Knockdown or heterozygous mutation of CHD8 led to characteristic changes in gene expression across studies and model systems. At the gene-by-gene level, these expression changes varied considerably between CHD8 models, especially when considering lenient (p < 0.05) vs. stringent (FDR < 0.05) statistical thresholds. Future work should take this into consideration when analyzing differential gene expression data from CHD8 models. Compared to the high variability across in vitro models, the impact of germline heterozygous Chd8 mutation in mouse brain was much more consistent, with four of the five studies showing significant DEG overlap. At the level of gene set enrichment, we found global patterns of transcriptional dysregulation with downregulation of genes involved in gene regulation and neuronal development and function and upregulation of genes involved in immune signaling and metabolism.
In contrast to differences in the RNA data, the ChIP-seq results were highly consistent for high-affinity genomic interactions. Comparison across ChIP-seq experiments shows that CHD8 preferentially targets promoters, with no evidence of direct binding through a specific DNA motif. Peaks with the highest signal were constant across experiments, regardless of the model, suggesting that CHD8 preferentially interacts with promoters of a set of genes linked to cellular processes such as those involved in cell cycle, chromatin organization, and RNA processing. We found reduced transcription of these CHD8 target genes in some models, though our data also highlight widespread genomic promoter interactions for CHD8 without obviously strong transcriptional impact from CHD8 haploinsufficiency for most targets.
While the clear concordance in high-affinity genomic CHD8 interactions suggests common regulatory functions across cell types, it remains to be examined whether the observed dysregulation of neurodevelopmental disorder-relevant neuronal genes is related to context-dependent CHD8 regulatory activity in the brain given the current cellular heterogeneity and technical challenges existing with available CHD8 ChIP-seq. Of note, we did not see enrichment among high-affinity or low-affinity targets for cell-type-specific genes in the datasets examined here, which include some cell-specific analyses. Possible explanations for changes in expression for genes that are not high-affinity CHD8 targets include secondary impacts, increased dosage sensitivity for lower-affinity genomic interaction targets, or a function of CHD8 that is not dependent on specific genomic interactions.

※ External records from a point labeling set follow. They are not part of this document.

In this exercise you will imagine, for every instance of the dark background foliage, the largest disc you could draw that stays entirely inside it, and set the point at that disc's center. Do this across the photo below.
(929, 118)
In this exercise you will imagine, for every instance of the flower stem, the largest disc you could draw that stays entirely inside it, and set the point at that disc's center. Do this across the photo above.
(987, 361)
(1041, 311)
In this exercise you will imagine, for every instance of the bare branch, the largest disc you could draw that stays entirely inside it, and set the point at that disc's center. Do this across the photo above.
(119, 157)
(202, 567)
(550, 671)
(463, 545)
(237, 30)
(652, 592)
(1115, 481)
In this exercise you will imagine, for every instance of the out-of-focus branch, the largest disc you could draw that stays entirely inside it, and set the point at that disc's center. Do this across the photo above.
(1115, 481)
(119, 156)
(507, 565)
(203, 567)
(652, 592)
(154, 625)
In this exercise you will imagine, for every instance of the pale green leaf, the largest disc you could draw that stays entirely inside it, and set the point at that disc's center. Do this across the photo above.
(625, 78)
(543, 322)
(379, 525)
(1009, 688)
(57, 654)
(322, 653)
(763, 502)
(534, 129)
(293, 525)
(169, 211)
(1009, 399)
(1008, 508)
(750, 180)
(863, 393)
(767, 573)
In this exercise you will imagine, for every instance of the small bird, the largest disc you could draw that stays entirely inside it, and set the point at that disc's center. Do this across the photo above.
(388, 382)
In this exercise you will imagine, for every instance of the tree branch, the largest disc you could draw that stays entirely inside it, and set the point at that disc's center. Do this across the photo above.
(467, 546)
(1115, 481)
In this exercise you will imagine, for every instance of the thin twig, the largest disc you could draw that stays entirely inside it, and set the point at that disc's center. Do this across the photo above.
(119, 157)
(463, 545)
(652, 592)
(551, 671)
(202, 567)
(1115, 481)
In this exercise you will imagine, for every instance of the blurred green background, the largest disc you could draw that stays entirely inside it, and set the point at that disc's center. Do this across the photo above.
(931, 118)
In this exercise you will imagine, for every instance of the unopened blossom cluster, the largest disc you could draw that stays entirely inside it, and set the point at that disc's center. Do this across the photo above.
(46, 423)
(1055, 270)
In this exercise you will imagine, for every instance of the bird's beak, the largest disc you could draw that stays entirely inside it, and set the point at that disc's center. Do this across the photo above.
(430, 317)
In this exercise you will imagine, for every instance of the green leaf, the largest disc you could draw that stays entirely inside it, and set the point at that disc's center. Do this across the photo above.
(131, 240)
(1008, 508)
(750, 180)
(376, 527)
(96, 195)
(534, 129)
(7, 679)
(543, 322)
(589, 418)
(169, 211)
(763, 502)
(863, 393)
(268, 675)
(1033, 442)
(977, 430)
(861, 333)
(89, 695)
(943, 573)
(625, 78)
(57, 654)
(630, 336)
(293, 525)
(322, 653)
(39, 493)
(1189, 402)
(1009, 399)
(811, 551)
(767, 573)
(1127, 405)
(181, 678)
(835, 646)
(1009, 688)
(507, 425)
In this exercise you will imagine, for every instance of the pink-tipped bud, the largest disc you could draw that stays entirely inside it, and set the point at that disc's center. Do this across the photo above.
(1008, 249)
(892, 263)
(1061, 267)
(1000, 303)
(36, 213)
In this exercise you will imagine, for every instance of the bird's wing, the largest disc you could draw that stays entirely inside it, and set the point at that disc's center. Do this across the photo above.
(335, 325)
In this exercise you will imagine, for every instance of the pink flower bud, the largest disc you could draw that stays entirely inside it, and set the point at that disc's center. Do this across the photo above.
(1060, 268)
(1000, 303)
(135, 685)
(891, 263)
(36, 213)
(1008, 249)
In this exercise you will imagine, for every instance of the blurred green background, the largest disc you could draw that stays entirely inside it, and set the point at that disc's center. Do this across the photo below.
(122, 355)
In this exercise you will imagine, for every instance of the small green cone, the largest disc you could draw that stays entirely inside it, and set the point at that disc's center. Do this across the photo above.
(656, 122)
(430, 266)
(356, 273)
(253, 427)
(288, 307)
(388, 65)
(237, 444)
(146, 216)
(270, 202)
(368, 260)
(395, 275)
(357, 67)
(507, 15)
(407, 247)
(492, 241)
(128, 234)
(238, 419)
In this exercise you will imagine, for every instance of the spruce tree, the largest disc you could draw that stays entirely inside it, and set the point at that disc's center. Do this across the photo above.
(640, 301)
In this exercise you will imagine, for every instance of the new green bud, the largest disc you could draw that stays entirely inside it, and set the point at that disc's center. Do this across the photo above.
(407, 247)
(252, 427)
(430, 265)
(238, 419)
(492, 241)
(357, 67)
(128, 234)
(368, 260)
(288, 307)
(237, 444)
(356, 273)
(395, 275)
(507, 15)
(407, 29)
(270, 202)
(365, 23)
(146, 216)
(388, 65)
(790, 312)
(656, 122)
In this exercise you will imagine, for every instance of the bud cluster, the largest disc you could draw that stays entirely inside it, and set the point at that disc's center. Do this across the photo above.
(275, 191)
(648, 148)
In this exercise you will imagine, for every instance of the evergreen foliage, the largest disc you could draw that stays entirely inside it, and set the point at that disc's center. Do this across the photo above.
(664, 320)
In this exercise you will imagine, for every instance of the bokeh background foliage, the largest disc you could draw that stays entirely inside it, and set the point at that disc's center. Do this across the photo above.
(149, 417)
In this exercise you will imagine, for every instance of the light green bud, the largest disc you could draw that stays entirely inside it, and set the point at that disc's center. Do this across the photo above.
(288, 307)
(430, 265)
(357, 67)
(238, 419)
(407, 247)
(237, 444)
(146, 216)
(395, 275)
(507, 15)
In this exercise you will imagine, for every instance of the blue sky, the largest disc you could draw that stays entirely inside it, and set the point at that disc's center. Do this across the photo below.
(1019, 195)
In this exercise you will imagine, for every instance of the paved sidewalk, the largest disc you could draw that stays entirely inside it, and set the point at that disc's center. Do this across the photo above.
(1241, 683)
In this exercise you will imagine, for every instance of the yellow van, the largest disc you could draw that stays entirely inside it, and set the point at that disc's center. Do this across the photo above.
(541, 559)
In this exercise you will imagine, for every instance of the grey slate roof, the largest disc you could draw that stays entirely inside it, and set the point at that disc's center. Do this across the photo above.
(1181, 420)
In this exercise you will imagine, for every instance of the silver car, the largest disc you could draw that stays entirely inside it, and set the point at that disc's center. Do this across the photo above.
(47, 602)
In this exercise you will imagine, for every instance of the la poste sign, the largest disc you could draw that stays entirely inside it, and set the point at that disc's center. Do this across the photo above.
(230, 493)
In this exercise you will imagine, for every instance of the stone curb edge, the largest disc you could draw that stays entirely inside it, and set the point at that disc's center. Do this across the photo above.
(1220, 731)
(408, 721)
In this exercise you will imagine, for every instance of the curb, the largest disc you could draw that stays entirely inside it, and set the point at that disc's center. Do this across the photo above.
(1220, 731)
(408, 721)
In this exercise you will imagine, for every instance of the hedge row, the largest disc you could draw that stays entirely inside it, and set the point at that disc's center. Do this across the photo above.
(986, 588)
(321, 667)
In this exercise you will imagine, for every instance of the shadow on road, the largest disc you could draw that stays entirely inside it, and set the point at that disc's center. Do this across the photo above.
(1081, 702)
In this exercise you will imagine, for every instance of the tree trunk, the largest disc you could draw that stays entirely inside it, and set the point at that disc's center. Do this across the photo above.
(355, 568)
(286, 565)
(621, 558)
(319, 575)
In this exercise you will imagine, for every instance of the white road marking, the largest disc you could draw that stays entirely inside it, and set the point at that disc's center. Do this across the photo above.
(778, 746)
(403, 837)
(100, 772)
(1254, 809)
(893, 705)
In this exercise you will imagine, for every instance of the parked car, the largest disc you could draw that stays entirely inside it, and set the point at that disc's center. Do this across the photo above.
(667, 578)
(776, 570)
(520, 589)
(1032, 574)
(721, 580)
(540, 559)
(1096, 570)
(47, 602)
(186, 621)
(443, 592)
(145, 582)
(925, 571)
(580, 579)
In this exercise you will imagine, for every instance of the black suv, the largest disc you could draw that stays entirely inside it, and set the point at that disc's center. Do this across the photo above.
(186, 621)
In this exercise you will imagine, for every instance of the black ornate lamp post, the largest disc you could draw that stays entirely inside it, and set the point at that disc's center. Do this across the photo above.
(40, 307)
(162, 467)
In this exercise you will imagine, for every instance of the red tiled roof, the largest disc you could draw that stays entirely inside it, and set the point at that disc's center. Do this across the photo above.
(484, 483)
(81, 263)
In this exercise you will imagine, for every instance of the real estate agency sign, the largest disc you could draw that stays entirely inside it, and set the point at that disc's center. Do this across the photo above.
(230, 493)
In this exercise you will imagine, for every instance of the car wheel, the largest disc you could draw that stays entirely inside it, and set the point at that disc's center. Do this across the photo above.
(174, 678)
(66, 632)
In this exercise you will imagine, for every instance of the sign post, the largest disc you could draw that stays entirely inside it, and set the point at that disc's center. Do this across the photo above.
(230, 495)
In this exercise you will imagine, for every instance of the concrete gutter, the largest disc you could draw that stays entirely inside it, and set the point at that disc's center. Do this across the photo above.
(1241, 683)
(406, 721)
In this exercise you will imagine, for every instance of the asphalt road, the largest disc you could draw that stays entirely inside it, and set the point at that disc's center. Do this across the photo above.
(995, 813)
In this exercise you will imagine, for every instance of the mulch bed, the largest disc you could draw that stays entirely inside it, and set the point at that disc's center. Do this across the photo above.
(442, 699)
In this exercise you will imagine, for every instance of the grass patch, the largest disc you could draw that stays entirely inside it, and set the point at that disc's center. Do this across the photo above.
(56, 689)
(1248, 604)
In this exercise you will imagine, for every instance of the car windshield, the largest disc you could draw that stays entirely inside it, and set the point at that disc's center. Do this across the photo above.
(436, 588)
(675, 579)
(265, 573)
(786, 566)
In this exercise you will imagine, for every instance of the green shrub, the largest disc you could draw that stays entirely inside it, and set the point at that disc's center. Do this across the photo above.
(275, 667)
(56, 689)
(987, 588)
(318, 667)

We note a number of technical issues that impacted this meta-analysis, many of which are associated with variation in methods and sequencing depth. Surprisingly, we found considerable differences in CHD8 expression across models despite the use of common design strategies for testing the impacts of haploinsufficiency. Though we did not find an obvious correlation between CHD8 transcript levels and up- or downregulated gene expression, it seems likely that differences in experimental design, including CHD8 knockdown or knockout, contributed toward meaningful variation between models. We also noted differences in ChIP-seq datasets that suggest very different genome-wide binding patterns depending on the experiment. We note that enrichment in control libraries was present across several published datasets, which could confound CHD8-specific peak discovery. Different studies also used various CHD8 antibodies with unknown and unvalidated CHD8 specificities. Nonetheless, by examining patterns across datasets, we identified consistent patterns of enrichment suggesting that overall findings from ChIP-seq targeting CHD8 reliably identify common high-affinity interactions.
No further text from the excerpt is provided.